Roofie is usable, but I would not consider the API stable by any means. If you want to use Roofie and want to make sure that your plotting script will still work in a few months time, you should either copy roofie's files into your own project or be proficient enough in git to check out previous commits.
The idea of roofie is to make plotting with root easier and less error prone. Root is certainly capable of producing good looking plot, but they do not come easy. Sometimes, one is even tempted to see malicious intent in some of root's behavior, but it is most likely just legacy which is to blame.
Anybody who ever did any plotting with root probably agrees with this part. But what does "roofie" do about it? For starters, its not a C macro! Instead it is written in python using the pyroot's pythonaization rootpy. But on a more reflective note one should first ask what roofie is not: It is not an attempt to give the user the full customization capabilities of plain (py)root, nor is it trying to be fast or memory efficient. Rather it aims at making the "standard" figures easy to use in every aspect. If more is needed, "roofie" including the fallback possibility to export the TCanvas of a figure and do whatever you want with it on the pure-root level.
- Separation of data (histograms, functions, graphs,...) and presentation (design of the figure) One _figure_ consists of one or more _plottables_. Any setting regarding the visualization is done on the figure. The figure is, from the user's point of view, completely agnostic to which kind of "plottables" (e.g. TFunction or TH1) it is supposed to present.
- Easy positioning of legend
- PDFs automagically fit their purpose. I.e., if a figure is supposed to go into a paper, no scalling needs to be applied and thus the font sizes are not out of proportion. This is done by setting the style of a figure object and roofie takes care of the font sizes and margins for you!
- Sensible default colors and an optional color pallet to be kind to people with deuteranomaly ("color blindness")
In the end, an example might say more than a thousand words. Lets create a rather busy plot with graphs, histograms and functions and save it to a pdf file:
from ROOT import TF1
from rootpy.plotting import Hist1D, Graph
from roofie import Figure, Styles
# Define the visuals of the figure:
fig = Figure()
fig.style = Styles.Public_full
# Drawing the legend currently still screws up the y scale! :P
# This is why we love root...
fig.legend.title = "A legend title"
fig.legend.position = 'tl' # top left
fig.xtitle = "Important X"
fig.ytitle = "More important Y"
# You can also pick a color palette. The choices are "root", "set2",
# "husl", and "colorblind"
fig.plot.palette = "husl"
# Define the "plottables" and add them to the figure
f = TF1("f", "1000*exp(-0.5*((x)/2)**2)", -5, 5)
g = Graph()
g.SetPoint(0, 0, 100)
g.SetPoint(1, 1, 200)
g.SetPoint(2, 2, 200)
fig.add_plottable(g, legend_title="A Graph")
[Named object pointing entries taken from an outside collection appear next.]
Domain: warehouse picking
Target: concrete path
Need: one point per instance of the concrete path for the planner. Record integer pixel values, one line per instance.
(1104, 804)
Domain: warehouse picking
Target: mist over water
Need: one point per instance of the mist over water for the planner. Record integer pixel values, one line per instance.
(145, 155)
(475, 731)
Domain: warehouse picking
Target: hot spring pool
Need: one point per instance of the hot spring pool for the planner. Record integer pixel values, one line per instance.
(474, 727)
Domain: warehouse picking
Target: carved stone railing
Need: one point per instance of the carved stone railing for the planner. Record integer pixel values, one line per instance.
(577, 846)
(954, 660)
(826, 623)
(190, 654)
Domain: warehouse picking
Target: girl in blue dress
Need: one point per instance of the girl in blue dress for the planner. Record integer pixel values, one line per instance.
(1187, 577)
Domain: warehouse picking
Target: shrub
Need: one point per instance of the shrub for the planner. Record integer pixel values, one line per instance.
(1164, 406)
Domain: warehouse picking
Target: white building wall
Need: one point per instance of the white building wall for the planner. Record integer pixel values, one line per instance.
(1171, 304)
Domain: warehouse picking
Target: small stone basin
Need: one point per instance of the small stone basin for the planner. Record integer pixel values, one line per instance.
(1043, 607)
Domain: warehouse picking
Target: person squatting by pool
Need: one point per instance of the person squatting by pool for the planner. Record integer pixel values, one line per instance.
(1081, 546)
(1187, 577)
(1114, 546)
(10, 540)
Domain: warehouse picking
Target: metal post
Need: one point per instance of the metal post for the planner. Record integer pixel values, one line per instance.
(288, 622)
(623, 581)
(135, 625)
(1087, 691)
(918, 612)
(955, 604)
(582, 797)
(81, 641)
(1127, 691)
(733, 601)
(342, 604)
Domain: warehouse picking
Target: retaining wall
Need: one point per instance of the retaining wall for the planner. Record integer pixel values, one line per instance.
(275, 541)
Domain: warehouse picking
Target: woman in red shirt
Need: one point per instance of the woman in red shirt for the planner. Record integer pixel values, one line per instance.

fig.add_plottable(f, legend_title='A Gaussian')
# add_plottable makes a deep copy of the passed object so you can do whatever you want after its "commited" to the figure.
# ie. overwrite a histogram in a loop:
fig.add_plottable(None, legend_title="Many Landaus:")
for i in range(1, 5):
h = Hist1D(30, -5, 5)
h.FillRandom('landau', 10000 * i)
fig.add_plottable(h, legend_title="Landau {}".format(i), markerstyle='diamond')
fig.save_to_file(path=".", name="busy_plot.pdf")
If you want more examples you should take a look into the tests.